Game: King Arthur II: The Role-playing Wargame
Platform: PC
Publisher: Paradox
Developer: Neocore
ESRB: T
Genre: RPG/Tactical Battles
Players: 1
What's Hot: Excellent setting, solid writing, game sounds great on paper
What's Not: Very little grand strategy, battles get tedious and lack key wargame components, serious performance issues
Review by: William Abner
A complaint you often hear from gamers is how publishers love to milk franchises for all they are worth; they’ll develop unnecessary sequels that simply recycle an old formula. We call that phenomena “MOTS” or More of the Same. I can’t place that criticism at the feet of King Arthur II and what’s more surprising is that I wish I could.
The original King Arthur was a hybrid of Total War, stat based role-playing and a choose your own adventure book. (Do you punch the dragon in the face? Turn to page 34. Do you offer it cake? Turn to page 187.) It was part overland map strategy game with province management, army recruitment and logistics, and part role-playing/adventure as you stumbled upon text-only adventures on your way to unifying Britannia. Then there were the tactical battles that behaved, somewhat, like a Total War game without a lot of the actual wargame trappings but with the added hook of spells and giants.
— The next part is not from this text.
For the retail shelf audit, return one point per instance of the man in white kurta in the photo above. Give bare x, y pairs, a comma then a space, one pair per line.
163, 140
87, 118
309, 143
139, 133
While everyone’s resistance to difficulty spikes in games varies, I found King Arthur to be a brutally difficult game, and one that was plagued by a lot of early release bugs. When you combined those two it was a hard game to love – but one that you could see a great deal of potential in if Neocore could iron everything out.
So along comes King Arthur II and instead of taking that old formula and making it better Neocore simply up and changed the game. If you look at the screenshots it certainly looks like the old game (albeit a little prettier) but don’t be fooled – this is very much a different animal all together.